Except for these distinctions, which we do not feel to be material, claim 17 reads directly on Elliott, and we do not believe that it is patentable thereover.


Claim 18 contains only one distinction from claim 17 which needs to be noted, namely, that the claim specifies infra-red drying means, which means are not shown in Elliott. We agree with the board in its belief that infra-red was well known as a drying means at the time of the filing of appellants' application, and that the adaption of infra-red to dry leather finishes did not require invention. It is to be noted that MacDonald treats infra-red as a common means of drying materials quickly, which tends to support the board's opinion as to its obviousness. Thus, we do not believe claim 18 patentably defines over Elliott.


While the board did not explicitly overrule the MacDonald reference, it did state it was not necessary to the rejection. In this view we concur, and reject the claims as unpatentable over Elliott alone, referring to MacDonald only to corroborate our findings.

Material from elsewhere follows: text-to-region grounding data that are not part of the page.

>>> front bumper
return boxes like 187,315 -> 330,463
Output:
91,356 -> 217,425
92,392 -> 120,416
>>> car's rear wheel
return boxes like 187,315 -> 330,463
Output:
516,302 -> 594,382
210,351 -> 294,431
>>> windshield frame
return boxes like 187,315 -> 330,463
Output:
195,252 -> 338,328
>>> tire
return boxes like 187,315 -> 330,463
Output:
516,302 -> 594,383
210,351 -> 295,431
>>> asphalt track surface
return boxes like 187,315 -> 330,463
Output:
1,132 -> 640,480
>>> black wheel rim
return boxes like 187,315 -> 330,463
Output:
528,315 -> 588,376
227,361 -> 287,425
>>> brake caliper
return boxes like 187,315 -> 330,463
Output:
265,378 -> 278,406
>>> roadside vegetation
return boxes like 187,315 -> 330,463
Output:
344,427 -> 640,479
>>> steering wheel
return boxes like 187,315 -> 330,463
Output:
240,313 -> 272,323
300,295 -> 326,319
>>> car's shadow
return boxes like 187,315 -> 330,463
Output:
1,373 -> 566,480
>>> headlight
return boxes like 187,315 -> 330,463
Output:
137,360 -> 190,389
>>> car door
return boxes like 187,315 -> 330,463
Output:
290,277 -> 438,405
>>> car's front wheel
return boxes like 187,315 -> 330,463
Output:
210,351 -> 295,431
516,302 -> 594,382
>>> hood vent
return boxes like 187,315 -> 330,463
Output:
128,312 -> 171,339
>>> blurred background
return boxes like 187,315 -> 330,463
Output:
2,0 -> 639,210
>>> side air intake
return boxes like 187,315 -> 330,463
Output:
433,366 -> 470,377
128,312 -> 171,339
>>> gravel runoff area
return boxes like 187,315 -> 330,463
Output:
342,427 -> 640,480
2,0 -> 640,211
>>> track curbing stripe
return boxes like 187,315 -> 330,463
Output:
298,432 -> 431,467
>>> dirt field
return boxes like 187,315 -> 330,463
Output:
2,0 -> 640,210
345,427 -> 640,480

One thing remains to be noted. Appellants' objection that the Elliott patent is "a mere paper patent" cannot be recognized by this court. Everyone is charged with knowledge of the prior patents, and the failure of a patentee to properly exploit his invention does not furnish grounds for the subsequent granting of another patent on substantially the same invention. As stated by Judge Learned Hand in Western States Mach. Co. v. S. S. Hepworth Co., 2 Cir., 147 F.2d 345, 350, "A patent may have lain for years unheeded, as little a contribution to the sum of knowledge as though it had never existed, an idle gesture long since drifted into oblivion. Nevertheless, it will be as effective to invalidate a new patent, as though it had entered into the very life blood of the industry." See In re Phipps, 154 F.2d 116, 33 C.C.P.A., Patents 861.


We have considered all the the arguments advanced by appellants but have not found them sufficient to raise any doubt in our mind as to the correctness of the decision below. For the reasons hereinbefore stated, the decision of the Board of Appeals is affirmed.

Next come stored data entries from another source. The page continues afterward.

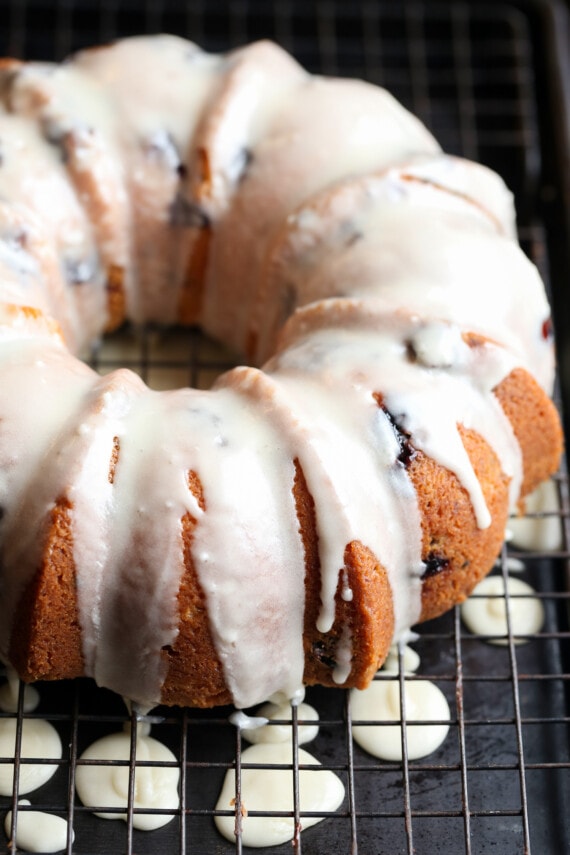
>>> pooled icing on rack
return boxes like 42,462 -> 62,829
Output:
236,700 -> 319,745
0,36 -> 560,711
461,575 -> 544,644
0,310 -> 524,707
0,670 -> 40,713
215,742 -> 345,848
4,800 -> 73,854
350,646 -> 450,761
508,479 -> 563,551
74,726 -> 179,831
0,717 -> 61,796
351,677 -> 450,761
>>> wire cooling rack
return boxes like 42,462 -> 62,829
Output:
0,1 -> 569,853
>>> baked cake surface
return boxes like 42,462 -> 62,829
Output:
0,36 -> 563,709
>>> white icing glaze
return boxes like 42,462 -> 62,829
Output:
351,676 -> 450,761
508,479 -> 562,551
272,309 -> 522,530
496,556 -> 526,573
397,154 -> 518,238
4,799 -> 73,853
239,701 -> 319,745
0,109 -> 111,352
0,671 -> 40,713
230,710 -> 269,731
219,355 -> 424,643
332,623 -> 353,684
0,36 -> 558,711
202,73 -> 441,354
214,742 -> 345,847
382,644 -> 421,674
74,730 -> 179,831
254,158 -> 554,387
0,718 -> 61,795
176,385 -> 306,709
461,575 -> 544,644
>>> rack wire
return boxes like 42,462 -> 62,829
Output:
0,1 -> 569,853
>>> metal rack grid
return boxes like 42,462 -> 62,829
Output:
0,1 -> 569,853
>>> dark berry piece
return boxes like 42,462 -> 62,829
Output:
231,147 -> 254,183
542,317 -> 553,340
381,407 -> 417,468
169,194 -> 210,229
421,552 -> 450,579
65,257 -> 94,286
144,130 -> 181,172
312,641 -> 337,670
345,230 -> 363,248
43,120 -> 68,163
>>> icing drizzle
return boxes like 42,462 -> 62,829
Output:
0,36 -> 556,710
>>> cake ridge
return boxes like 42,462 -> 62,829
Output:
0,35 -> 563,709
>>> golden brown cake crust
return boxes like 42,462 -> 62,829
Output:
161,471 -> 232,707
177,227 -> 211,325
415,426 -> 510,623
9,498 -> 84,682
0,37 -> 564,712
294,460 -> 395,691
494,367 -> 563,500
9,359 -> 563,707
105,264 -> 127,332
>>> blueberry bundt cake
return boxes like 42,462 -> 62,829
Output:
0,36 -> 563,709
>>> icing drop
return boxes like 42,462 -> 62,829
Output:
4,800 -> 73,853
332,623 -> 353,685
75,730 -> 179,831
0,672 -> 40,713
239,701 -> 319,745
508,479 -> 562,551
461,575 -> 544,644
214,742 -> 344,847
229,710 -> 269,732
495,556 -> 526,573
0,36 -> 559,713
351,676 -> 450,761
382,643 -> 421,674
0,718 -> 61,796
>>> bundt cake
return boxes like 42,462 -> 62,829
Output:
0,35 -> 563,710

GARRETT, Chief Judge (specially concurring).


I am in agreement with the reasoning and the conclusion in this case, but feel constrained to concur specially in order to comment upon the status of the MacDonald patent as a reference.


In its discussion rejecting claim 17 the Board of Appeals said: "* * * In our opinion it is not necessary to rely on MacDonald since the same thought is present by implication in Elliott as above pointed out."


The foregoing is the only allusion made by the board to the MacDonald patent and, frankly, it seems doubtful whether or not the board intended to overrule it as a reference. It is regrettable that the board did not make its position clear upon that point, because under the statutory provision relative to appeals to this court we would have no right to consider it if the board rejected it.


It so happens that in this particular case the matter is not vitally important, but we have had a number of cases in which the expression of the Board of Appeals has left us uncertain as to just what it was intended to hold. It is thought that when the board regards a reference cited by the examiner as inapplicable it should take the responsibility of saying so in plain and unequivocal terms.